Congresso, STF e Planalto chegam à data com atritos sobre penas, emendas e papéis

Por Dominic Ferreira,

Três anos depois dos atos golpistas de 8 de janeiro de 2023, a data é lembrada em um cenário de forte distanciamento entre os Três Poderes da República. Diferentemente do período imediatamente posterior à tentativa de ruptura institucional, quando Executivo, Legislativo e Judiciário atuaram de forma mais convergente, o momento atual é marcado por divergências profundas, sobretudo no Congresso, que passou a relativizar decisões relacionadas à defesa do Estado Democrático de Direito.

Foto: Fellipe Sampaio/SCO/STFCapa

Entre os principais focos de tensão está a aprovação, pelo Legislativo, do chamado PL da Dosimetria, que revisa penas impostas aos condenados pelos ataques às sedes dos Poderes.

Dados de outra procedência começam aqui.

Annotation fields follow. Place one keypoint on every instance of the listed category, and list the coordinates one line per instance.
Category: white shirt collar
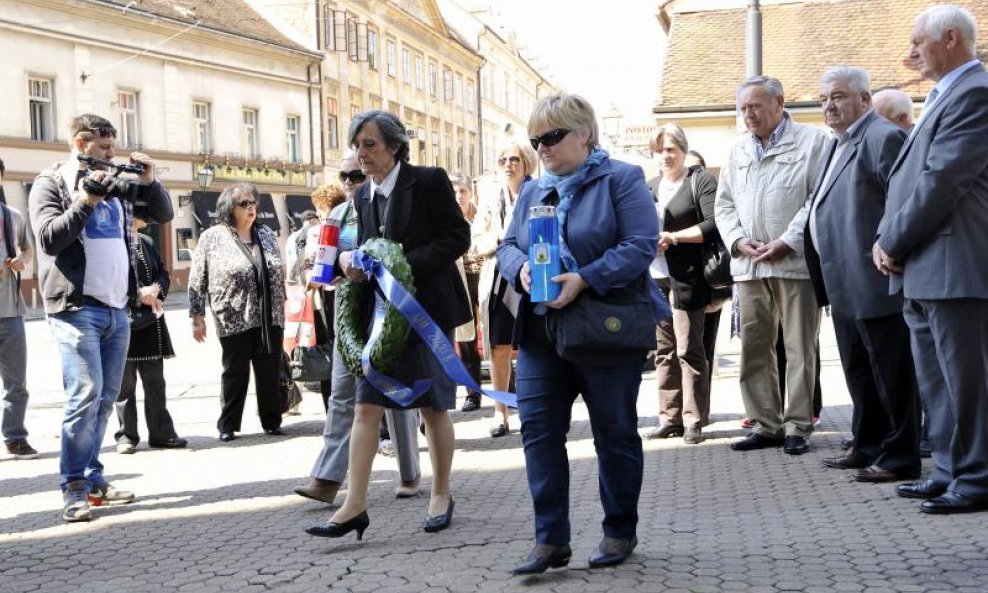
(388, 183)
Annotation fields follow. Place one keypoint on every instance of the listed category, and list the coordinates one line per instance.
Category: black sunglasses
(356, 176)
(549, 138)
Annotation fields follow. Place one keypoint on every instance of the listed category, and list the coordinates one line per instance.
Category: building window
(41, 107)
(201, 132)
(248, 138)
(332, 123)
(447, 84)
(372, 49)
(291, 138)
(392, 66)
(128, 134)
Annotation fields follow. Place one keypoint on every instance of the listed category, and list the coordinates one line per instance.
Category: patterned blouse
(224, 277)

Para o governo e aliados no Supremo Tribunal Federal (STF), a medida representa um enfrentamento direto às decisões judiciais e pode abrir caminho para aliviar a situação de envolvidos na trama golpista. O presidente Luiz Inácio Lula da Silva já sinalizou que vetará integralmente o projeto, ampliando o desgaste com deputados e senadores.

Outros embates recentes contribuíram para azedar a relação institucional, como o veto presidencial ao aumento do fundo partidário, as restrições impostas pelo STF à execução de emendas parlamentares e decisões judiciais que resultaram na perda de mandato ou afastamento de parlamentares ligados aos atos antidemocráticos. Soma-se a isso a derrubada, pelo Supremo, de pautas caras ao Congresso, como o marco temporal indígena, além de indicações ao STF que contrariaram lideranças do Legislativo.

Especialistas avaliam que o atual cenário é resultado de um processo histórico de redistribuição de poder entre as instituições, intensificado a partir da última década. Para cientistas políticos, a união vista em 2023 foi uma resposta excepcional a uma ameaça imediata à democracia. Passado esse momento, os Poderes voltaram a disputar espaço, prerrogativas e influência, em uma tensão constante que, embora não represente risco iminente de ruptura, exige equilíbrio para preservar a estabilidade democrática.